Naira Maintains Stability Against Dollar Across Markets

The Nigerian Naira held its steady momentum against the United States Dollar during early trading on Friday. The local currency demonstrated continued stability across both the official window and the informal parallel market segments. In the Nigerian Foreign Exchange Market, which handles formal trade, the Naira opened the morning session at 1,370.05 per Dollar. This rate matches the closing trends from the previous session, where daily averages hovered between 1,371 and 1,373.

Liquidity within the official window remained resilient throughout the morning transactions. Steady interbank turnovers and structured interventions by the Central Bank of Nigeria supported the market volume. These deliberate actions effectively managed transaction matching and minimised sharp morning volatility for corporate buyers. The absence of dramatic price swings has offered temporary relief to manufacturers requiring foreign currency for raw material imports.

Informal trading channels across major commercial hubs mirrored the calmness seen in the official sector. In Lagos, Abuja, and Kano, Bureau De Change operators quoted trading rates tightly bound around 1,370 Naira for buying and 1,372 Naira for selling. This near-total convergence between the street market and the formal spot price marks a rare economic milestone. It suggests a sustained reduction in the speculative premium that historically distorted the local foreign exchange ecosystem.

Financial analysts credit this equilibrium to a deliberate combination of moderated retail demand and aggressive monetary tightening. The Central Bank currently maintains its Monetary Policy Rate at a high of 26.5 per cent. This restrictive policy squeezes local liquidity, making it expensive for speculators to hold large dollar positions. The high-interest-rate environment continues to anchor the local currency by discouraging opportunistic attacks on the greenback.
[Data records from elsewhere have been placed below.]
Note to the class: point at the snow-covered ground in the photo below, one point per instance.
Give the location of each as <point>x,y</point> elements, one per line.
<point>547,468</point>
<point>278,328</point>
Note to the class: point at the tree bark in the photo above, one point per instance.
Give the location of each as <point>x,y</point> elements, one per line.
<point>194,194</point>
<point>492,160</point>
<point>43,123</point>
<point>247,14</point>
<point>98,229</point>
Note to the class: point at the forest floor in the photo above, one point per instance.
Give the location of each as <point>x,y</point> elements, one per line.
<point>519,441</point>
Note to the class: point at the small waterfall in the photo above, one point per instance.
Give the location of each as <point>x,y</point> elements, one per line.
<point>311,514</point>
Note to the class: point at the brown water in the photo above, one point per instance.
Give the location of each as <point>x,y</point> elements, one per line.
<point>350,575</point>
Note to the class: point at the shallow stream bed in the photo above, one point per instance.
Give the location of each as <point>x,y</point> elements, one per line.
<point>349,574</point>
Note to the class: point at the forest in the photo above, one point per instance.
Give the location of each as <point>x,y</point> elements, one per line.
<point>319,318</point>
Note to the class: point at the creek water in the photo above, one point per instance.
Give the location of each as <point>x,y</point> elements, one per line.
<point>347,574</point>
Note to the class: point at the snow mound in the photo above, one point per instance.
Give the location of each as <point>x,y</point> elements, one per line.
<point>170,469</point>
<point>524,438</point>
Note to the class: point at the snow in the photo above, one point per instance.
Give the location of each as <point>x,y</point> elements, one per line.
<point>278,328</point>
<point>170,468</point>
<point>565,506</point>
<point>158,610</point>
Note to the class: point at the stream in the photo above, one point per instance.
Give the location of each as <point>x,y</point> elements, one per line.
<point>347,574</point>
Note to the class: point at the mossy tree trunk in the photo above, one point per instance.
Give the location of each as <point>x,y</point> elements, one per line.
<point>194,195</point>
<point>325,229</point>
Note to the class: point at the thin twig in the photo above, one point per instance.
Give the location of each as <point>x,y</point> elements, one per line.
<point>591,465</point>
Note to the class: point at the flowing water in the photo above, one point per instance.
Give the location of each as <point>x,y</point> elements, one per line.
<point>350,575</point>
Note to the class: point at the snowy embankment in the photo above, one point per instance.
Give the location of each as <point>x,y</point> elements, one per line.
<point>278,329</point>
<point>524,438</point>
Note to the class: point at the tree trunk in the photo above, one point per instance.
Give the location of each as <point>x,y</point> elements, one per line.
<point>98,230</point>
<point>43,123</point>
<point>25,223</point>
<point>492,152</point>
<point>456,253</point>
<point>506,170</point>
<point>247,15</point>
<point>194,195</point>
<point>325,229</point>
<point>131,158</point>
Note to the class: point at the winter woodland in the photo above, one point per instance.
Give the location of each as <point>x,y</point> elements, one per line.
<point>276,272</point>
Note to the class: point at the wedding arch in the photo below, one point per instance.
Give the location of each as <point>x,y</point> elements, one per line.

The current stability provides a predictable boundary for local businesses planning their mid-year budgets. However, maintaining this convergence depends entirely on the central bank’s ability to supply foreign exchange consistently. Any future drop in crude oil receipts or foreign portfolio inflows could easily test this fragile market harmony. For now, the aggressive monetary stance keeps the volatile currency market under tight administrative control.